Wczoraj wpadł mi w ręce schemat (fragmennt na ksero) wzmacniacza GIGANT 120. Zastanawia mnie jeden szczegół, a mianowicie troszkę "nietypowy" układ w katodzie pierwszej triody lampy sterującej.
Jest tam rezystor 520R połączony szeregowo(!) z kondensatorem.
Czyżby za polaryzację siatki pierwszego stopnia był odpowiedzialny rezystor sprzężenia zwrotnego (3 k) w połączeniu z uzwojeniem wtórnym trafa głośnikowego? Czy może po prostu to błąd?

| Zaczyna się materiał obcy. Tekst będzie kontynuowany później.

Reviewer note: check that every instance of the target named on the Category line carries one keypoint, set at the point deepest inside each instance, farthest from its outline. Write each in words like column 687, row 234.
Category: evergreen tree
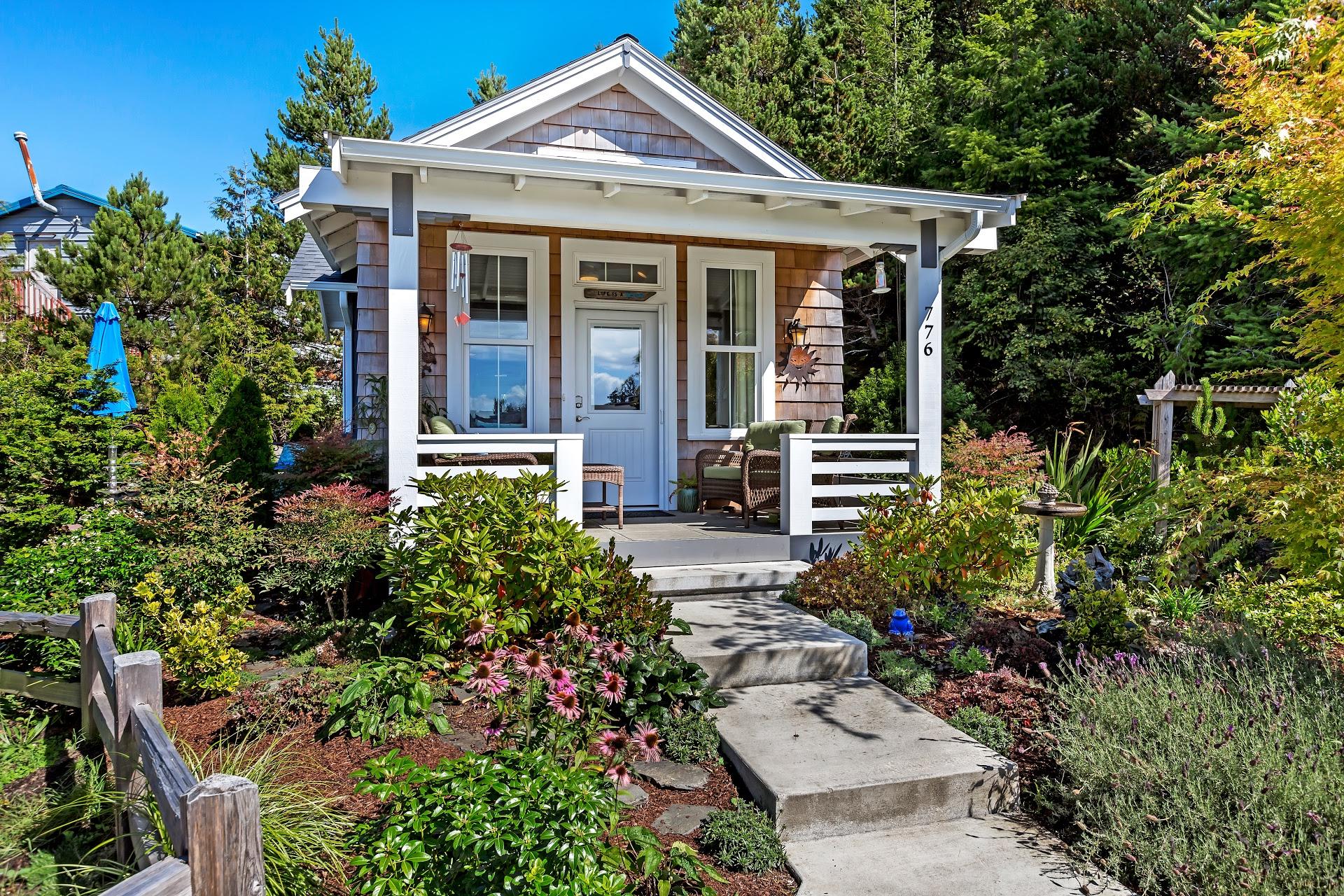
column 489, row 83
column 336, row 99
column 136, row 257
column 746, row 54
column 242, row 437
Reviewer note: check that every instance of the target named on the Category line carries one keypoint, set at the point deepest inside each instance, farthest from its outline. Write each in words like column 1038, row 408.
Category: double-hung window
column 499, row 343
column 730, row 308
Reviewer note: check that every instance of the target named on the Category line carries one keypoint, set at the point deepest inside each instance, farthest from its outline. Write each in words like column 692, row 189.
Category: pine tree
column 489, row 83
column 136, row 257
column 336, row 99
column 745, row 54
column 242, row 437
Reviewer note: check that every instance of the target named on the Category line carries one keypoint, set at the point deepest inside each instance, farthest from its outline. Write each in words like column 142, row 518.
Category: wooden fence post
column 137, row 679
column 223, row 837
column 101, row 609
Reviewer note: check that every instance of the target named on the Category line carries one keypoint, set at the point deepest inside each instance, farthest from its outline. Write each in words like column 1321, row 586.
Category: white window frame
column 657, row 261
column 699, row 260
column 538, row 343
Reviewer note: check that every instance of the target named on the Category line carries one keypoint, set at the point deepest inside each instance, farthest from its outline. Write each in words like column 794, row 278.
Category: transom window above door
column 624, row 273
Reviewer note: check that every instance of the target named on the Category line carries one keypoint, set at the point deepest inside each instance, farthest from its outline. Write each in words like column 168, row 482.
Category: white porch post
column 924, row 351
column 402, row 340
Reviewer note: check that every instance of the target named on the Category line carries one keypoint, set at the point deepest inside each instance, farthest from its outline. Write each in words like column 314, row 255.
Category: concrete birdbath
column 1047, row 508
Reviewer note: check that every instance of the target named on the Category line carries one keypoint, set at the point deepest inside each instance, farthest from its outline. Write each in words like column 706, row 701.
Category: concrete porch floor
column 676, row 527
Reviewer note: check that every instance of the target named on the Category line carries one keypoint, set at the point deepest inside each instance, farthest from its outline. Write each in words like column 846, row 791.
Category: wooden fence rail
column 213, row 825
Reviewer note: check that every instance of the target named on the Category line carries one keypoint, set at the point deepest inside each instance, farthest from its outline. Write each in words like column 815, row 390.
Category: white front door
column 617, row 399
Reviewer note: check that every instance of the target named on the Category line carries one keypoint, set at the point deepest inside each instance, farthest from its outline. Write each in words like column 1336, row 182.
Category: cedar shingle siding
column 808, row 284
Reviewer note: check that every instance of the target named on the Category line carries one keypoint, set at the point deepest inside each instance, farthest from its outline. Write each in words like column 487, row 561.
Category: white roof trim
column 354, row 150
column 650, row 78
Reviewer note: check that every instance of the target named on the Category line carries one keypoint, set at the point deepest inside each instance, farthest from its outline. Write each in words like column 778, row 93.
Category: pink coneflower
column 477, row 630
column 566, row 703
column 612, row 687
column 533, row 664
column 486, row 680
column 613, row 742
column 647, row 739
column 559, row 680
column 617, row 650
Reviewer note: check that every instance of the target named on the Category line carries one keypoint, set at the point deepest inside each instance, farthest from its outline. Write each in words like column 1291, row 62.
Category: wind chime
column 460, row 276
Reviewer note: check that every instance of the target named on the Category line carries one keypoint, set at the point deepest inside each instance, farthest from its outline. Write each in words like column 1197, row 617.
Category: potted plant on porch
column 683, row 489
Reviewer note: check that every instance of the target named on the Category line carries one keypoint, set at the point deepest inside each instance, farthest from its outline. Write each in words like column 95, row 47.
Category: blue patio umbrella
column 106, row 351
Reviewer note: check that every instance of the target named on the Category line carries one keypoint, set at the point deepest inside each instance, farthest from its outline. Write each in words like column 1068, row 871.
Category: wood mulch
column 206, row 724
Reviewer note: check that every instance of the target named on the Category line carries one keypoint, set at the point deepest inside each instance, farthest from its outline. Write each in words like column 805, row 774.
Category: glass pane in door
column 615, row 367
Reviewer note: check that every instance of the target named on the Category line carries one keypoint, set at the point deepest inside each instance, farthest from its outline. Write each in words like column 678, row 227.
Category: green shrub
column 988, row 729
column 1211, row 771
column 1300, row 610
column 692, row 736
column 493, row 552
column 905, row 675
column 843, row 583
column 201, row 524
column 52, row 450
column 972, row 539
column 242, row 437
column 323, row 538
column 857, row 625
column 510, row 822
column 198, row 636
column 304, row 834
column 743, row 837
column 968, row 660
column 1102, row 622
column 384, row 699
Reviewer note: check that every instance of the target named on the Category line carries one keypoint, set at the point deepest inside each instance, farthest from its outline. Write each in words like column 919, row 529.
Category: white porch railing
column 806, row 501
column 564, row 449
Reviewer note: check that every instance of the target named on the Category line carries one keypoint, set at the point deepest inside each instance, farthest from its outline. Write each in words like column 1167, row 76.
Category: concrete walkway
column 873, row 796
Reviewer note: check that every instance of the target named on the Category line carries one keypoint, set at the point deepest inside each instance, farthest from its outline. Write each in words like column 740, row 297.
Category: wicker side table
column 613, row 475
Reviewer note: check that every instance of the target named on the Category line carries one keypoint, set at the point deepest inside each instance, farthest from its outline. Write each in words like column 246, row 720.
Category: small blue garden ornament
column 901, row 625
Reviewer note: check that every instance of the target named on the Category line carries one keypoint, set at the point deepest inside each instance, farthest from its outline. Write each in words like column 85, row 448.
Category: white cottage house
column 641, row 264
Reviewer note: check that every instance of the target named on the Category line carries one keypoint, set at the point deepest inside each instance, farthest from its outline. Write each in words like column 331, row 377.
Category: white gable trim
column 643, row 74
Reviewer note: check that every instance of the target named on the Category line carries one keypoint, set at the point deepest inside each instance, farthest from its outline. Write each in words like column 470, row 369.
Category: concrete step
column 831, row 758
column 996, row 856
column 723, row 580
column 750, row 641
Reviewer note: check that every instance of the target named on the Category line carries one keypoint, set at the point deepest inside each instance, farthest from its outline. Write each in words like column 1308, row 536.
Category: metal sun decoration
column 460, row 276
column 799, row 363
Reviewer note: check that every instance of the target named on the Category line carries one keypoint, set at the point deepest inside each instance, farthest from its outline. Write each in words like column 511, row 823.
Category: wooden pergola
column 1167, row 396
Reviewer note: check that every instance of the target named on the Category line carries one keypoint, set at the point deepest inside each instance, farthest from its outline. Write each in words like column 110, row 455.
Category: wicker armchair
column 750, row 477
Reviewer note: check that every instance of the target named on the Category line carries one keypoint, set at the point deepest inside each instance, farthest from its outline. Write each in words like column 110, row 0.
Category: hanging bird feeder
column 460, row 276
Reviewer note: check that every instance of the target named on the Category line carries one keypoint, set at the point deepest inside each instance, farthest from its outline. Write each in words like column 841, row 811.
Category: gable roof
column 652, row 81
column 62, row 190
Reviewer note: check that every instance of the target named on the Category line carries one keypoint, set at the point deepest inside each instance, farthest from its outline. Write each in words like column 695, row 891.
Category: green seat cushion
column 765, row 435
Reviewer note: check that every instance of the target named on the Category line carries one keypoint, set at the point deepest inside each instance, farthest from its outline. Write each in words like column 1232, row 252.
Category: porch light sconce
column 799, row 365
column 881, row 282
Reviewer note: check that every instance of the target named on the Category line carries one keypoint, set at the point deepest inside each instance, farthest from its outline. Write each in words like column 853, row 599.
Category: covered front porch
column 606, row 267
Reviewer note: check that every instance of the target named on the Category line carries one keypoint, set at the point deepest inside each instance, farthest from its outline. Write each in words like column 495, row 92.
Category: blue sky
column 185, row 90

Ksero zostało zrobione z instrukcji dołączonej do wzmacniacza.....
Pozdrawiam
Nie masz wymaganych uprawnień, aby zobaczyć pliki załączone do tego posta.
Witam.
Schemat nie zawiera błędów, choć przyznaję, że przedstawione rozwiązanie zaskakuje nieco swoją oryginalnością. Wpięcie rezystora katodowego 3k w obwód wtórnego uzwojenia transformatora głośnikowego (połączonego "zimnym" końcem z masą) zamiast bezpośrednio do masy nie ma większego wpływu na stałoprądowy punkt pracy pierwszej triody. Jeśli chodzi natomiast o działanie pętli NFB to rozwiązanie takie cechuje się wzrostem głębokości ujemnego sprzężenia zwrotnego dla najniższych częstotliwości pasma, dla których reaktancja pojemnościowa szeregowo połączonego z rezystorem 560R kondensatora 47uF wykazuje największą wartość (np. dla f=20Hz Xc=169 om). Może to mieć korzystny wpływ na stabilność pracy stopnia końcowego, gdyż niekiedy, wskutek występowania niepożądanych sprzężeń między poszczególnymi stopniami układu przez obwody zasilania, oraz stosunkowo niewysokiej indukcyjności uzwojenia pierwotnego transformatora głośnikowego wzmacniacze m.cz. potrafią się wzbudzać na bardzo niskich częstotliwościach (nawet na częstotliwościach infradźwiękowych).
Dziękuję za odpowiedzi.
Romku, tak też nieśmiało podejrzewałem i błąd był ostatecznością...
Jak zauważyłeś faktycznie rozwiązanie to mogło być zastosowane z uwagi na wzbudzanie się wzmacniacza na częstotliwościach podakustycznych konkretnego modelu.